それを砕いて細かくし、水と塩を混ぜて攪拌するのだが、混ぜる水と塩の量はみそづくり職人の長年のかんと技に頼っていた。それを今はコンピューターがやっている。
こうして塩と水を混ぜた豆こうじは30石(約5400リットル)の大桶に仕込まれる。人の背丈よりも高い大桶で、吉野杉を使い、竹のたがで締められている。踏み込まれ、漬け込まれたみその上に布をかぶせ、板を敷き、その上に丸みを帯びた川石を重しとしてのせる。ピラミッド形に積み上げられた川石の重量は3トンになるという。
このような仕込み桶がみそ蔵の中にズラリと並んでいる光景は壮観だ。その数は600本ほど。古い桶になると江戸後期のもので、かつては工場内に桶づくりの職人が住み込んでいたという。

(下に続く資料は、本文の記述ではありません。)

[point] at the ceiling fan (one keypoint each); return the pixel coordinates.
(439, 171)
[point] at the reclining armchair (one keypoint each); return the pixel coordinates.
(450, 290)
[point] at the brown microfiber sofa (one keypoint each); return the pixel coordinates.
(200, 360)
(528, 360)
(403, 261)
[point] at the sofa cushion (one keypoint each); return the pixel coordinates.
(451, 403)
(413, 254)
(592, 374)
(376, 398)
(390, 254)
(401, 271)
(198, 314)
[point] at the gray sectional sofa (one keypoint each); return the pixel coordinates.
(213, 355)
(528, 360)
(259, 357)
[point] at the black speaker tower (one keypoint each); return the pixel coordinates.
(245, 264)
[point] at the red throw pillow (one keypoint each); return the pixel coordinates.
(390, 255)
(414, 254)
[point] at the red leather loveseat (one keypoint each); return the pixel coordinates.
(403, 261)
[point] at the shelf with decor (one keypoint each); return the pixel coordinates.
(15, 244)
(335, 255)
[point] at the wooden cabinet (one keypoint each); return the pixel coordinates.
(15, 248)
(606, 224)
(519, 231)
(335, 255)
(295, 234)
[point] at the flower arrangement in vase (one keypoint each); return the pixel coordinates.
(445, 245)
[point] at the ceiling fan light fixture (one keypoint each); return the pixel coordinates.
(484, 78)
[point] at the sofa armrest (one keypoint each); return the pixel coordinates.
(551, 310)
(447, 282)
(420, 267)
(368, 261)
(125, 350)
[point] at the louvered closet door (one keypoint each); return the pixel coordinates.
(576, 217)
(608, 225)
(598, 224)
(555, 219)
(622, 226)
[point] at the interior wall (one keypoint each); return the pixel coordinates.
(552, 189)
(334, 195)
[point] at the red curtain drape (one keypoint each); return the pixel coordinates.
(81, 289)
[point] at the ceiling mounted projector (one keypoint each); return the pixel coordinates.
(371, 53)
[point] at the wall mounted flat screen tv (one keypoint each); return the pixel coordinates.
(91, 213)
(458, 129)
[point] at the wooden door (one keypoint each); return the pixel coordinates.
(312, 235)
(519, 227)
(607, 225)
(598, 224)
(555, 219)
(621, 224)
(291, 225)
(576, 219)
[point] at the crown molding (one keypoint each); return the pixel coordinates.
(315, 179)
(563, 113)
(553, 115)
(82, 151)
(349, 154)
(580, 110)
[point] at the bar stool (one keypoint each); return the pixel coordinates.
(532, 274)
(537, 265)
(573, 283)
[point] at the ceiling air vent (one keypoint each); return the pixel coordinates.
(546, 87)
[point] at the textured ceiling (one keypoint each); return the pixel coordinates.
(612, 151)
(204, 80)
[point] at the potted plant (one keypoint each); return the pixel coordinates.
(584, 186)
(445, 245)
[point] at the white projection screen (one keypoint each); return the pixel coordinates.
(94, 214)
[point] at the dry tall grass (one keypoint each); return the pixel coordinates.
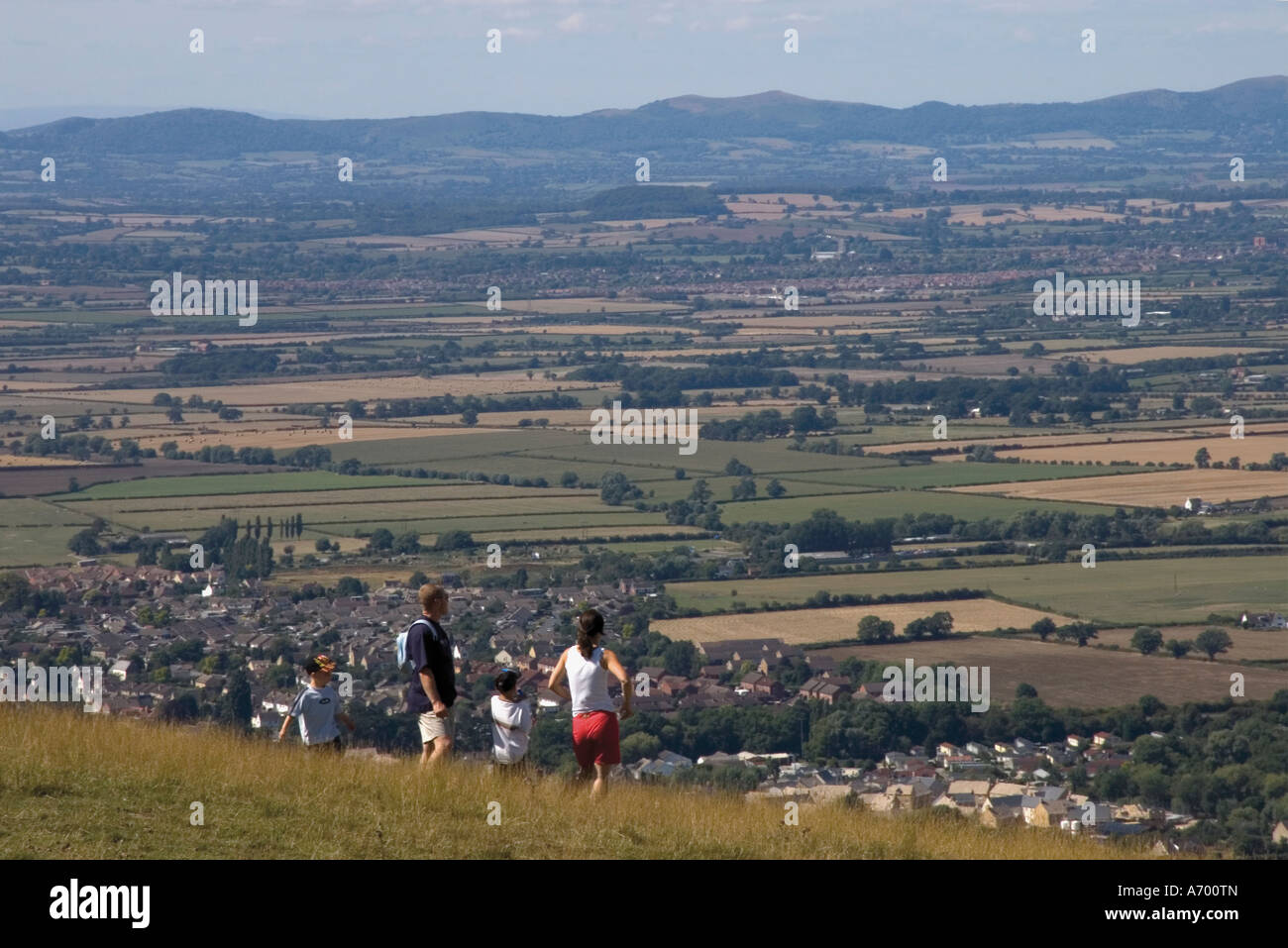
(91, 788)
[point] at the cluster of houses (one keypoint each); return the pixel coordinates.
(110, 617)
(917, 781)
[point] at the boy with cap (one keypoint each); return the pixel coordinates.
(317, 708)
(511, 720)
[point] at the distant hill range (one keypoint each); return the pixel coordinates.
(707, 138)
(1254, 107)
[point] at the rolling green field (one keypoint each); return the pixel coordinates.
(870, 506)
(962, 473)
(20, 511)
(35, 545)
(207, 484)
(1116, 592)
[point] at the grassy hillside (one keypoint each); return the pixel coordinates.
(81, 786)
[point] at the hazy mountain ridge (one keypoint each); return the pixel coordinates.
(1252, 108)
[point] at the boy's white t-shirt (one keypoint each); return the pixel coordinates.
(314, 708)
(509, 745)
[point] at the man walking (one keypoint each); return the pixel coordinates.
(433, 686)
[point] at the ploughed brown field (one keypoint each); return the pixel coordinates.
(330, 390)
(1070, 677)
(1249, 644)
(1157, 489)
(1257, 447)
(804, 626)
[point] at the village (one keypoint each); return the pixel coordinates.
(125, 618)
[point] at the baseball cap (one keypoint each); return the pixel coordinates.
(320, 664)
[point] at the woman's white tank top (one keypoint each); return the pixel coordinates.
(588, 682)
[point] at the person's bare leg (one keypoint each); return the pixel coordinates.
(442, 749)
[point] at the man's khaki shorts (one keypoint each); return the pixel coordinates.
(433, 727)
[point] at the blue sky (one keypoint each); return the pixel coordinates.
(384, 58)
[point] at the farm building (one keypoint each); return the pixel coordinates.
(1262, 620)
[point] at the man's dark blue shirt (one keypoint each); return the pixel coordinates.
(429, 648)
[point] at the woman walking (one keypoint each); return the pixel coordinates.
(593, 716)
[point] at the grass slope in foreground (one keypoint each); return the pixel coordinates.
(80, 786)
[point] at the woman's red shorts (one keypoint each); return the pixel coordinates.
(593, 738)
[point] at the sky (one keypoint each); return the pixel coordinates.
(386, 58)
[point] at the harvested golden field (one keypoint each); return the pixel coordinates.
(973, 214)
(1131, 357)
(591, 304)
(38, 462)
(807, 321)
(805, 626)
(1180, 451)
(1158, 489)
(1249, 644)
(326, 390)
(574, 532)
(649, 223)
(284, 436)
(1125, 441)
(1070, 677)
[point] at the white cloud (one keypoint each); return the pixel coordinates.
(574, 24)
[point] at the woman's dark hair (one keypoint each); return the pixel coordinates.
(589, 625)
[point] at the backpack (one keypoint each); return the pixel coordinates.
(402, 643)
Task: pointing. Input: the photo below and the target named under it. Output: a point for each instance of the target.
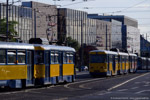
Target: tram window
(47, 57)
(11, 56)
(71, 58)
(98, 58)
(56, 58)
(39, 58)
(52, 58)
(64, 57)
(21, 57)
(2, 56)
(68, 58)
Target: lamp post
(7, 30)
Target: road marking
(127, 82)
(61, 99)
(137, 82)
(91, 80)
(104, 93)
(145, 85)
(142, 91)
(134, 87)
(83, 87)
(123, 90)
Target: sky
(137, 9)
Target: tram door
(108, 62)
(47, 65)
(30, 65)
(114, 63)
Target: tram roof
(132, 54)
(13, 45)
(104, 51)
(54, 47)
(123, 53)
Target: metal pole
(7, 30)
(147, 52)
(34, 23)
(81, 44)
(106, 37)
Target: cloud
(143, 6)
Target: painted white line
(142, 91)
(83, 87)
(104, 93)
(146, 85)
(91, 80)
(137, 82)
(123, 90)
(134, 87)
(61, 99)
(127, 82)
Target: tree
(11, 28)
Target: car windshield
(97, 58)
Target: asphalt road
(122, 87)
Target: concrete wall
(46, 20)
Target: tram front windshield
(98, 58)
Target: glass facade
(75, 24)
(21, 15)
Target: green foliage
(11, 28)
(72, 43)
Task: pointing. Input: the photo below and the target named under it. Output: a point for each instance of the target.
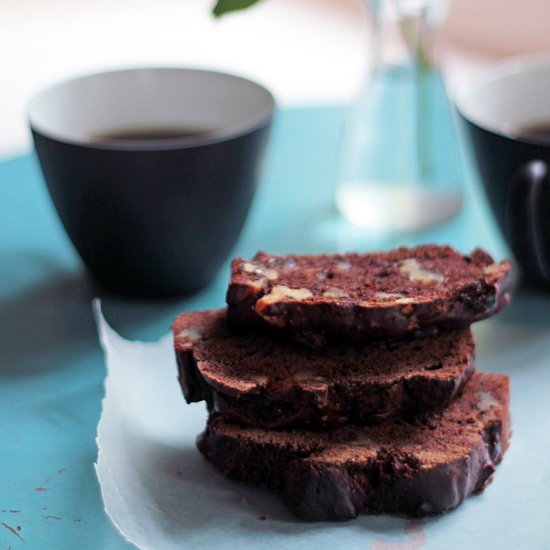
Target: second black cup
(152, 171)
(506, 122)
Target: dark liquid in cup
(539, 133)
(151, 134)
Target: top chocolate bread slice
(261, 382)
(355, 297)
(417, 468)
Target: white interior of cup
(79, 110)
(514, 95)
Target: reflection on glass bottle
(400, 167)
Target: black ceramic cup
(500, 117)
(152, 171)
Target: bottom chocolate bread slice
(259, 382)
(422, 468)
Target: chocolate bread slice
(254, 381)
(420, 468)
(353, 297)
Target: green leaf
(225, 6)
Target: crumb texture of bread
(356, 297)
(424, 467)
(255, 381)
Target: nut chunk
(349, 298)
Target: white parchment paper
(161, 494)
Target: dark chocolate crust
(258, 382)
(352, 298)
(418, 469)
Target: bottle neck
(403, 37)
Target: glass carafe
(400, 164)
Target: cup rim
(258, 120)
(508, 68)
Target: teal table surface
(51, 365)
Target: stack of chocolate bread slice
(347, 382)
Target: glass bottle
(400, 165)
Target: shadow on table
(529, 306)
(50, 321)
(188, 499)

大桶に仕込まれた豆みそは3年間、じっくりと、時間をかけて熟成される。
その間に大豆の持っている豊富なタンパク質や脂分は、発酵作用で体内に吸収されやすいような形に分解される。
塩はみその品質を安定させ、日持ちを良くし、味を良くする。
3トンもの重しは漬物と同じで、中に空気をなるべく入れないようにし、みそが均一に熟成するのを助けている。
1本の仕込み桶からは約6トンの八丁みそができる。それは約30万食分で、1人で使ったら700年分にもなるという。
「八丁味噌はつくられたみそではなく。時間をかけて、自然にできあがっていくみそなんですよ」
と田中さんは言われたが、一連の工程を見せてもらうと、まさにその通りだなと思えるのだった。
このようにしてできあがった天然醸造の八丁みそは、豆みその本場の東海地方にとどまらず、日本全国に出荷されている。海外にも輸出されいる。とくに大豆の栄養価の評価が高いアメリカへの輸出は多いという。
豆みそは使う時にすり鉢ですってみそ汁に入れるが、すらないでそのまま入れ、豆の粒々が残っている方が好きだという人もいる。
「八丁味噌」ではすりつぶして漉した豆みそと米みそを合わせた「赤だし八丁味噌」もつくっている。これだといちいちすり鉢でする必要もないからだ。すり鉢を持たない家庭が増えている現在では、この調合みその出荷が増えている。
「赤だしというのは本来、焙烙(ほうろく)で豆みそを焦し、それを布巾につつんで湯に浸し、豆みそのエキスをしぼり出したものなのですよ。それが今では赤みそを使ったみそ汁を指すようになっています」
と、時代の変化をも話してくれた。
一日、つき合ってくれた「八丁味噌」の田中さん、ありがとうございました。